Friday, January 1, 1904

photo Franklin Concepcion, 25, of Ringgold faces a rape charge after he allegedly took a woman from Erlanger hospital's emergency room and sexually assaulted her in an x-ray room. Concepcion works as a technician at the hospital, according to a Chattanooga Police Department arrest report.

A Sessions Court judge called a rape allegation against a former Erlanger employee "one of the most difficult" cases she'd seen before sending the charge to the grand jury Tuesday.

Judge Christie Mahn Sell ruled that evidence presented by prosecutor Lila Statom met the low burden of probable cause. She lowered the defendant's bond from $150,000 to $10,000.

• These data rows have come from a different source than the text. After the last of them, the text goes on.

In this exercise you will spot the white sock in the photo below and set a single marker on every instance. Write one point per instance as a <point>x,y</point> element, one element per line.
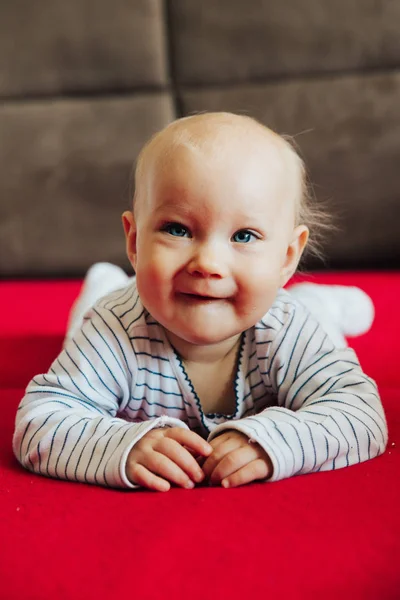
<point>341,310</point>
<point>101,279</point>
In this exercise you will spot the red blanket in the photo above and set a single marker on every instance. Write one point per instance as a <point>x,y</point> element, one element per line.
<point>330,535</point>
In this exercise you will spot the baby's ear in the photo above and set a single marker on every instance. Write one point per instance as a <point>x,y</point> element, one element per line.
<point>129,224</point>
<point>294,252</point>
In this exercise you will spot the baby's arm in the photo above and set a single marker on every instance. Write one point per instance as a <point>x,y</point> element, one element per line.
<point>67,425</point>
<point>328,412</point>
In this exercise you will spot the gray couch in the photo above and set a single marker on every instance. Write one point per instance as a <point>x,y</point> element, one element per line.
<point>84,83</point>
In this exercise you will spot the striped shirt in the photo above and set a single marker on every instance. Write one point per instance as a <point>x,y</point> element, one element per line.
<point>308,404</point>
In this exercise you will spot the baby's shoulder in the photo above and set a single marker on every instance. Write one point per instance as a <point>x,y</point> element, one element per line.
<point>284,309</point>
<point>125,305</point>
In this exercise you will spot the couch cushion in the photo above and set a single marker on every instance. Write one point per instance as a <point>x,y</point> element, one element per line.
<point>223,42</point>
<point>57,47</point>
<point>65,172</point>
<point>348,131</point>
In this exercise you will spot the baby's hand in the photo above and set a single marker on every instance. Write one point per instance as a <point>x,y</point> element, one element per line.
<point>236,461</point>
<point>167,455</point>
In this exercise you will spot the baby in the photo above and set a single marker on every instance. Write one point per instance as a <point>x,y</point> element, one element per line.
<point>203,367</point>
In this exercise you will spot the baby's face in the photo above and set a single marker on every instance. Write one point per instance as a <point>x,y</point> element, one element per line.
<point>212,243</point>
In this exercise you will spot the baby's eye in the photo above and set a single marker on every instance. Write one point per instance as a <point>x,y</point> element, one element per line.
<point>244,236</point>
<point>176,230</point>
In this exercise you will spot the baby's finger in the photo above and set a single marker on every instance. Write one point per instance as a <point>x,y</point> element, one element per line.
<point>232,462</point>
<point>142,476</point>
<point>226,447</point>
<point>191,440</point>
<point>253,471</point>
<point>161,465</point>
<point>181,457</point>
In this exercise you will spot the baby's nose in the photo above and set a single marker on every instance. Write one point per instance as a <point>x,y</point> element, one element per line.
<point>208,261</point>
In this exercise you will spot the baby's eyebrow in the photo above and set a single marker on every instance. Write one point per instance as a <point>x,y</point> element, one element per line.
<point>172,205</point>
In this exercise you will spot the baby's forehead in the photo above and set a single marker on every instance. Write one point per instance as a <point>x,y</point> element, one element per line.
<point>230,144</point>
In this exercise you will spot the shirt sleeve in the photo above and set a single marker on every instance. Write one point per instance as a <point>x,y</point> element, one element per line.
<point>67,424</point>
<point>327,412</point>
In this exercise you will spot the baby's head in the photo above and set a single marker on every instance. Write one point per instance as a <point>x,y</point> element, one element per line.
<point>218,224</point>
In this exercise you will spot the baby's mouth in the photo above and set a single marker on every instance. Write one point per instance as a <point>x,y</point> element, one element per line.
<point>199,297</point>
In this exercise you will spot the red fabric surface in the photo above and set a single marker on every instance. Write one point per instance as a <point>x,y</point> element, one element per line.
<point>330,535</point>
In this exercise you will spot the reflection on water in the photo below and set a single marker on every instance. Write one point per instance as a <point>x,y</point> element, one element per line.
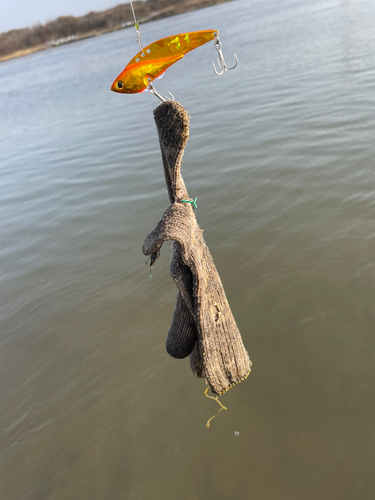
<point>281,160</point>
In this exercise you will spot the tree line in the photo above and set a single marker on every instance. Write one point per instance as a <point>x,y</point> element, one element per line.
<point>94,22</point>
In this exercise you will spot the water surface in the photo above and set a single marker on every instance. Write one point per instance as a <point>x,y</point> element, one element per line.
<point>281,158</point>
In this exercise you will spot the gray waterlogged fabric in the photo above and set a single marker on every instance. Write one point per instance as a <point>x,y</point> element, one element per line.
<point>203,325</point>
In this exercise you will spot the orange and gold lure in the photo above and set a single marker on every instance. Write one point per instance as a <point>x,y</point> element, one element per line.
<point>153,61</point>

Franklin Concepcion, 25, of Ringgold, Ga., was charged with rape following an alleged assault on Nov. 9, 2011, while he worked as a technician at the hospital.

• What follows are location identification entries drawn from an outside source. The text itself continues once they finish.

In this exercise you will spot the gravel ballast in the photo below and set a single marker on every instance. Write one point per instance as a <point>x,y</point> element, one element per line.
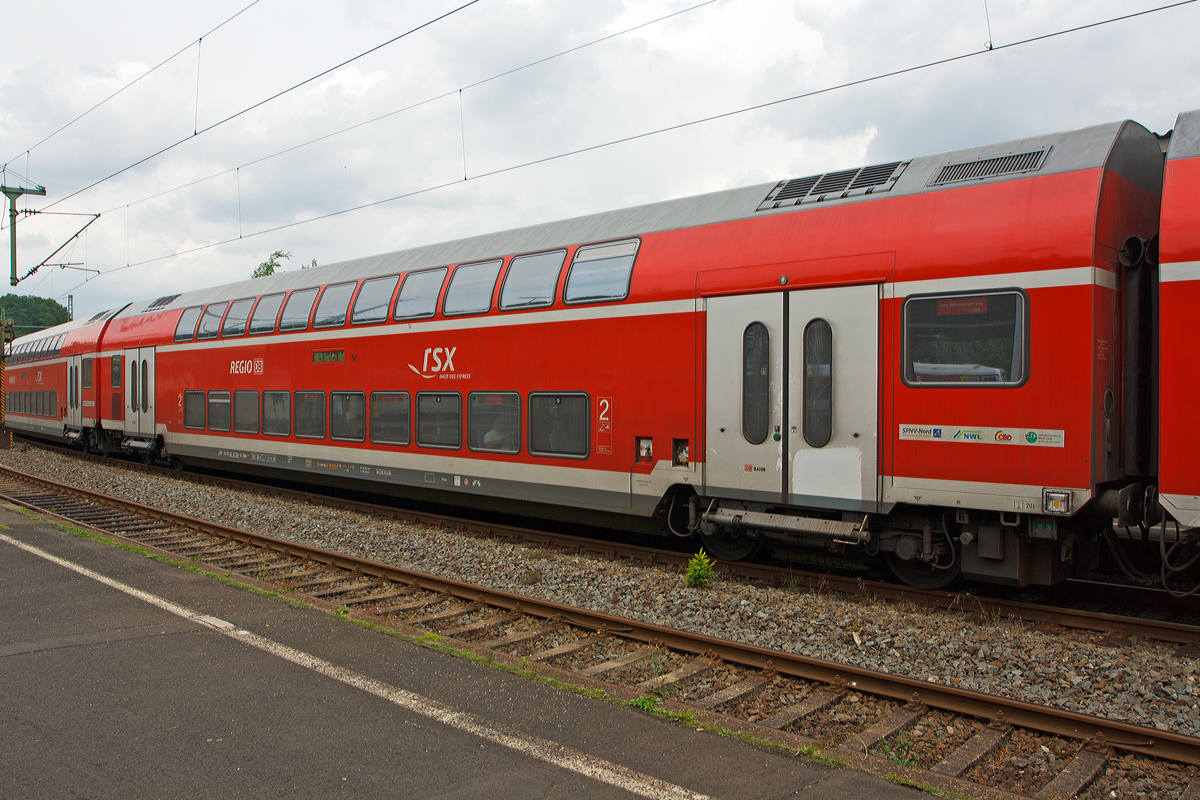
<point>1144,683</point>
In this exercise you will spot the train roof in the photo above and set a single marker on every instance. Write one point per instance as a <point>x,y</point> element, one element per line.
<point>1119,146</point>
<point>1186,137</point>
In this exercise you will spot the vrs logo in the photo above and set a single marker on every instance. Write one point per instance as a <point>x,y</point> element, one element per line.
<point>443,361</point>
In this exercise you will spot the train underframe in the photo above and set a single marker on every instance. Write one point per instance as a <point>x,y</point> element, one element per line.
<point>933,547</point>
<point>927,547</point>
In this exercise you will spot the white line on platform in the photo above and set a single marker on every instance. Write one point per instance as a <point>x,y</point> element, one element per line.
<point>551,752</point>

At the end of the two-hour hearing Tuesday, Concepcion's attorney, Meredith Ziebold, argued that she had disproved any probable cause against her client.

"The evidence is shaky at best; it's something that might not even make it out of the grand jury," Ziebold told the judge.

The grand jury hears cases bound over by Sessions Court judges on probable cause and decides if there is enough evidence to indict. It typically takes six weeks or more before a case reaches the grand jury for review.

The alleged victim, a 25-year-old woman, testified during the Tuesday hearing that Concepcion began talking with her shortly after she arrived at the hospital for a nose injury.

She said he took her into a room on the second floor and performed sex acts on her. Police took samples of DNA evidence left at the scene. The DNA later proved a match to Concepcion.

It is Times Free Press policy not to identify sex crime victims by name.

Concepcion, still in custody during the hearing, testified that he talked with the woman and the pair went for a walk and talked about sex then performed sex acts that he said were consensual.

Statom seemed confounded by Concepcion's version of events.

"Would you say it's routine to have a form of sex with an individual 20 minutes after you first laid eyes on them?" she asked Concepcion. He said no.

Ziebold argued that video footage and two 911 calls by the victim show her with a calm demeanor shortly after the alleged incident. She also noted four calls from the alleged victim to Concepion, the last of which was an hour after the incident and before she called police.